He's the same as far as being crated goes- if I'm not in the same room, he will lay quietly in his crate. As soon as I show back up, he puts up a fuss until I let him come sit with me. It doesn't matter to him if other people are in the room- he will stay totally quiet until he hears me. 

That being said, he is extremely well behaved for such a young puppy. We've been out of town with my mom for several days, and she was extremely impressed with how well behaved he was (she isn't a dog person at all).


----------



## Olie (Oct 10, 2009)

Olie is a free love kind of dog. Once he knows you enough. 

Suri is a one owner dog and thats me.
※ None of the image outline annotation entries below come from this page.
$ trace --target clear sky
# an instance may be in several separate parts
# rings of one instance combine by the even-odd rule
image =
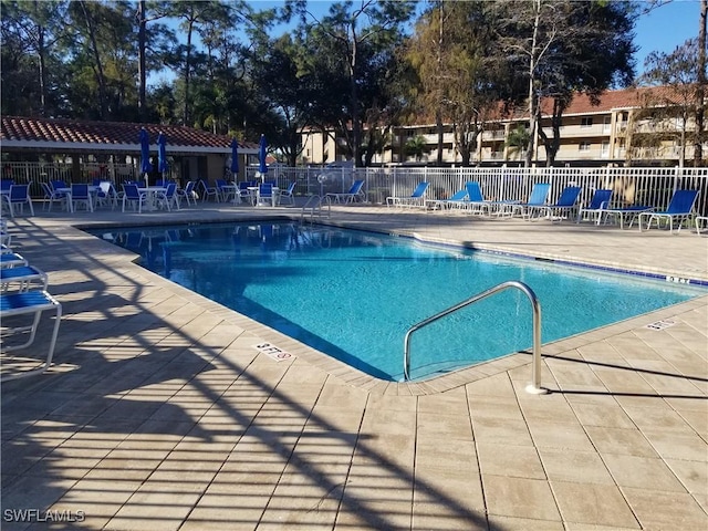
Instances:
[[[635,43],[638,51],[637,74],[644,71],[644,59],[654,51],[664,53],[673,52],[676,46],[687,39],[698,37],[698,18],[700,14],[700,0],[663,0],[660,4],[639,17],[635,25]],[[423,3],[423,0],[420,0]],[[268,9],[282,4],[277,0],[252,0],[256,9]],[[310,10],[317,17],[326,14],[327,0],[309,0]],[[649,2],[645,2],[649,6]]]
[[[673,52],[688,39],[698,37],[700,0],[673,0],[639,17],[635,25],[637,73],[652,52]]]

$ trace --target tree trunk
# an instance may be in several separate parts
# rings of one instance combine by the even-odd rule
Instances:
[[[146,72],[145,72],[145,48],[146,48],[146,35],[145,35],[145,0],[139,0],[137,3],[137,17],[138,17],[138,31],[137,31],[137,52],[138,52],[138,63],[137,63],[137,73],[139,77],[139,87],[138,87],[138,98],[137,98],[137,114],[140,123],[145,123],[147,116],[147,105],[146,105],[146,95],[145,95],[145,85],[146,81]]]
She is beyond faithful to me  Sometimes she follows me so much I have to tell her to go lay down and she pouts off and makes me feel bad.......so I go love on her:2in1: She will however stray if your willing to give her good rubs and in this case she doesn't even need to know you that well as long as your in her home.


----------



## Michelle (Nov 16, 2009)

Atticus knows I'm his mommy. He follows me EVERYWHERE and has a fit when I'm gone. I try to bring him with me everywhere to, so he's very attached. He is standoffish towards new people and men (well boys in general, young or older). Atticus also likes my mom though but I'm the definite favorite. He also LOVES my sister's baby and she loves him, she walks through the house calling himm telling hes a good boy and how hes so cute and kisses him (its the CUTEST thing ever).


----------



## PaddleAddict (Feb 9, 2010)

Jäger loves all people (and dogs) and does the butt wiggle for anyone who as much as looks at him, and he adores my husband, but he's MY dog for sure. He follows me around the house, everywhere I go, he goes. He will do that to my husband, too, but only if I'm not home, LOL. If we are all in the same room and my husband gets up and walks out, Jäger stays with me. If I get up and walk out, he follows me. Such a little mama's boy and I love it.


----------



## Lilith (Sep 29, 2010)

It's just Lilith and me in my house, so clearly she's most strongly bonded to me. 
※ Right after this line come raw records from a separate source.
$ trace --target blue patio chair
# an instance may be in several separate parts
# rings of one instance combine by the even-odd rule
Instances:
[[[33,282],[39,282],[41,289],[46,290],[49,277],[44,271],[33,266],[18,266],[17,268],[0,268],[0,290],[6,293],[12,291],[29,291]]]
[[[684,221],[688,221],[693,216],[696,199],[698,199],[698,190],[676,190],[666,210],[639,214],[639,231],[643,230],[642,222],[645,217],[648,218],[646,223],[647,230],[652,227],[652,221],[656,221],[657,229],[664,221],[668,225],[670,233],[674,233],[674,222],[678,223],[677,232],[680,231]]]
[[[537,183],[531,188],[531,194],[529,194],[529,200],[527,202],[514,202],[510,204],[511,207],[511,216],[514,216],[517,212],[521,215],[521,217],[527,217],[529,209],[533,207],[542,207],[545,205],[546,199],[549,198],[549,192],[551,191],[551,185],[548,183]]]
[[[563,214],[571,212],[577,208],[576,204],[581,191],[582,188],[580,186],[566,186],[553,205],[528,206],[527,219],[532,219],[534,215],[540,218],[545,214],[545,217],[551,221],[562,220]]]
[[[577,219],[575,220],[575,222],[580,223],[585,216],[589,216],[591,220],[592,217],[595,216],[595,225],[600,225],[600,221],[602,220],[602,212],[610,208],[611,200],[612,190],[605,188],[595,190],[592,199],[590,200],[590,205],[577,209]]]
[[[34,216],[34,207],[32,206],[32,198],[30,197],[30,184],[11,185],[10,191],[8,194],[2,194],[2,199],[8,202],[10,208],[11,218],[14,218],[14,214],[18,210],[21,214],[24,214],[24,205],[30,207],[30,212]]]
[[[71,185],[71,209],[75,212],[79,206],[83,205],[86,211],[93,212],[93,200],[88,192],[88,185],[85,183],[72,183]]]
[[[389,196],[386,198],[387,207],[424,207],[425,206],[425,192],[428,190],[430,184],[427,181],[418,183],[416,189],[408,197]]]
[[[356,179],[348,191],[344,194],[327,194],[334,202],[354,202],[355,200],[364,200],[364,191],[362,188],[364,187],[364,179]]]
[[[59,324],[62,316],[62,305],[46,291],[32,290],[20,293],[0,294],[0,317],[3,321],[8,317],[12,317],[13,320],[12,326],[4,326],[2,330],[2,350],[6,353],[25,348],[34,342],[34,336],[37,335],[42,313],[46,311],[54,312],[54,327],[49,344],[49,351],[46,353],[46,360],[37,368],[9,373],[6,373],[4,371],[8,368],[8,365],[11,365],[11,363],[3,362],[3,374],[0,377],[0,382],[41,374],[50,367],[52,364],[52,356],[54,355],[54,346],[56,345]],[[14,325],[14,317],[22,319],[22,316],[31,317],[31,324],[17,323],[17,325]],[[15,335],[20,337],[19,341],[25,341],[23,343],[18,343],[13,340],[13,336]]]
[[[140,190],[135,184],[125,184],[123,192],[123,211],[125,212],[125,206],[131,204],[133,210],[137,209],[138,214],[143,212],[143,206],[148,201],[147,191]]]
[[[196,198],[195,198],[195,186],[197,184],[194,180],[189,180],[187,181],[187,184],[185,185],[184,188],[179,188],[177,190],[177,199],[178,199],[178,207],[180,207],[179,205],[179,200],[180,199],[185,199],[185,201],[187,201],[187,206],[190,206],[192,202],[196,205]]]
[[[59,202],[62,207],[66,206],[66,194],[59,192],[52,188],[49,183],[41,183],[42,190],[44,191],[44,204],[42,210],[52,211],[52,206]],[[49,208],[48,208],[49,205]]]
She is, however, also quite attached to my neighbors, who have a wonderful way with animals and are also quite attached to _her_ (they are waiting to move to a new place before they get their own much-desired dog). If I'm late at work I know I'll find Lilith in the neighbor's apartment when I get back, and she runs up to their door expecting to be let in as if it were her own. 

She also loves my housekeeper and the security guards at our building (especially 1 guard who adores her and plays with her until he wears himself out). If I'm ignoring her too long, Lilith will wander outside and I'll find her later sleeping at the feet of the security guard.
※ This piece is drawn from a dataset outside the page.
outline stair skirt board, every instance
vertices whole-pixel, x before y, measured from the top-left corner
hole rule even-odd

So I wouldn't call her a '1-person' dog per se, but she is undoubtably my dog.


----------



## cavon (Aug 10, 2010)

Finnegan loves me, I have no doubt about it, he likes to be with me all of the time. Like Amy I live alone with Finn and my 3 cats, so they all are bonded to me. 

BUT.... when my sister comes over, Finnegan goes absolutely CRAZY!!!!!!!!!! He just can't get enough of her. He dances around the room on his hind legs with his mouth open and his tongue hanging out and his whole body quivering. He jumps on her when she is standing and all over her when she sits down. She encouraged him when he was little, so now she has to live with the big 60lb red guy smothering her!

But seriously, the day I brought Finnegan home I stopped at my sisters so that she could meet him. She had just lost her beloved cat to a ruptured bladder and she was beyond devastated. When I brought Finnegan in she just started crying and sat cross-legged on the floor hugging him to her and kissing his face. I believe that at that very moment she earned his heart and he believes that is his responsibility for life to love her and make her happy. 

It just made me love him even more for his beautiful, caring soul.


----------